Now coach Steve Nash (and GM Sean Marks) are back in Brooklyn, on the same team and trying to build a contender together. Awkward? Not if you ask Nash, which is what Nick Friedell of ESPN did.

“We’re fine,” Nash said after the Nets’ first official practice of the season on Tuesday. “We’re good. Ever since we talked, it’s been like nothing’s changed. I have a long history with Kevin. I love the guy. Families have issues. We had a moment and it’s behind us. That’s what happens. It’s a common situation in the league.

“We all were hurting, seething, to go through what we went through last year, not being able to overcome all that adversity. Sometimes you lose perspective because you expect to win, but the reality is we were able to talk and discuss what we can improve on from last year. And also keep perspective. We went through a ton of stuff.”

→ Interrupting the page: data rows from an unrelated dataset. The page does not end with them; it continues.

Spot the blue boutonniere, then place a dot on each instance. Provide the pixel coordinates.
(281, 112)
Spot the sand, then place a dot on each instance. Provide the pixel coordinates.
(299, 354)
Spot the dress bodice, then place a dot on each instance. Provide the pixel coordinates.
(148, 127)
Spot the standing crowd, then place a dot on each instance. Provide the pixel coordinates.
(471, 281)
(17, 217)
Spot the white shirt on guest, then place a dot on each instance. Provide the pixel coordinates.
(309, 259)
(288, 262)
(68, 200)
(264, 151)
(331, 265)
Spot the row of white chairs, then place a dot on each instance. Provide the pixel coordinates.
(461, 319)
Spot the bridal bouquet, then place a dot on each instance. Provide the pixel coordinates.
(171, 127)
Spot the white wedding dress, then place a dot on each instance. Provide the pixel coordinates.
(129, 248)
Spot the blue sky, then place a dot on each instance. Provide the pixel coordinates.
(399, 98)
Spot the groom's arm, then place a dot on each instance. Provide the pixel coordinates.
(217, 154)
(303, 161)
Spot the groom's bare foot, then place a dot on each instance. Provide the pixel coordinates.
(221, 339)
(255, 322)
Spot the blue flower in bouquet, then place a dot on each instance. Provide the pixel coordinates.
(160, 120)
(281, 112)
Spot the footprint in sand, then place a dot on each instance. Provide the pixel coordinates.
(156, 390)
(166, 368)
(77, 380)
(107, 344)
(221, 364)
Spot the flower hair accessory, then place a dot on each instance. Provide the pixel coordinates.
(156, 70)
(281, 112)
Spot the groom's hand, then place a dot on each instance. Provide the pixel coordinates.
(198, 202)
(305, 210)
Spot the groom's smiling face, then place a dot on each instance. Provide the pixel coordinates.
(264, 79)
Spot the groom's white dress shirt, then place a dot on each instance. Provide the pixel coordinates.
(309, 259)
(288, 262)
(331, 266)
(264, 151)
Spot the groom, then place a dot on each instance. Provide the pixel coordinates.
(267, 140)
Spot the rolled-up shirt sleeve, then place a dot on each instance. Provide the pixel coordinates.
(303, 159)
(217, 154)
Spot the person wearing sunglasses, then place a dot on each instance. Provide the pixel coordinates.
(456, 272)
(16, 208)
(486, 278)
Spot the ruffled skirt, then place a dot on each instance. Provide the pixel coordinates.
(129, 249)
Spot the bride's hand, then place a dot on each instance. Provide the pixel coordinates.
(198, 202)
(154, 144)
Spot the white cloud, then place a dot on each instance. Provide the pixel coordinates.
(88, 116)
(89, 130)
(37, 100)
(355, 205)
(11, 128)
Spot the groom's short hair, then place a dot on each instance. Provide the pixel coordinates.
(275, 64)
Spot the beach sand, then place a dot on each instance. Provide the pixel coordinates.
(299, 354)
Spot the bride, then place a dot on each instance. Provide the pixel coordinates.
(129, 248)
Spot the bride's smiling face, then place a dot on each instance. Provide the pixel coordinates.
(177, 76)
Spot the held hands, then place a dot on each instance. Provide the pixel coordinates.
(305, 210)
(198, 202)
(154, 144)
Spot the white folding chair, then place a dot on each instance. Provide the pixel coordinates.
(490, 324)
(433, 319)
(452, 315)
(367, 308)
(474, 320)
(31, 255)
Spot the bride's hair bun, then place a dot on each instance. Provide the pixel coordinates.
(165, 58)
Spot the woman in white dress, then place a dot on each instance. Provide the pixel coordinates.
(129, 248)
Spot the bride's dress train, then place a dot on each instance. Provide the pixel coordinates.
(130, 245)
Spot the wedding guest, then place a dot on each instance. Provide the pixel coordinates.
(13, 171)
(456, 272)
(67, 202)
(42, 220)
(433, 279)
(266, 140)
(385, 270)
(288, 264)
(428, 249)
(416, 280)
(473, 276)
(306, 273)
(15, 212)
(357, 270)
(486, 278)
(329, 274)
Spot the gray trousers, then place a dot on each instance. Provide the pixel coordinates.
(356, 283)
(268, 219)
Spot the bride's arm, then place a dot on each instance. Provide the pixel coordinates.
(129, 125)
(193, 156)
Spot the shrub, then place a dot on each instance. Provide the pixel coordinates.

First off, what else was Nash going to say? He knows the power dynamic in the NBA, and Durant has far more leverage than he does — not enough to get Nash fired this summer, but still more than the coach.

Second, Nash could be telling the truth from his perspective. NBA players and coaches understand better than anyone this is a business and things are rarely personal. Grudges are not held like fans think they are (most of the time). Nash saw Durant’s move for what it was — an effort to create pressure — and can intellectually shrug it off, reach out to KD and talk about the future.

What this brings into question was one of the Nets’ biggest issues last season — mental toughness and togetherness. Do the Nets have the will to fight through adversity and win as a team? Individually Durant, Kyrie Irving, Nash and others have shown that toughness in the past, but as a team it was not that hard to break the will of the Nets last season. Are their relationships strong enough, is their will strong enough this season?

It feels like we will find out early. If the wheels come off the Nets’ season, it feels like it will happen early and by Christmas things could be a full-on dumpster fire. Or maybe Nash is right and they are stronger than we think.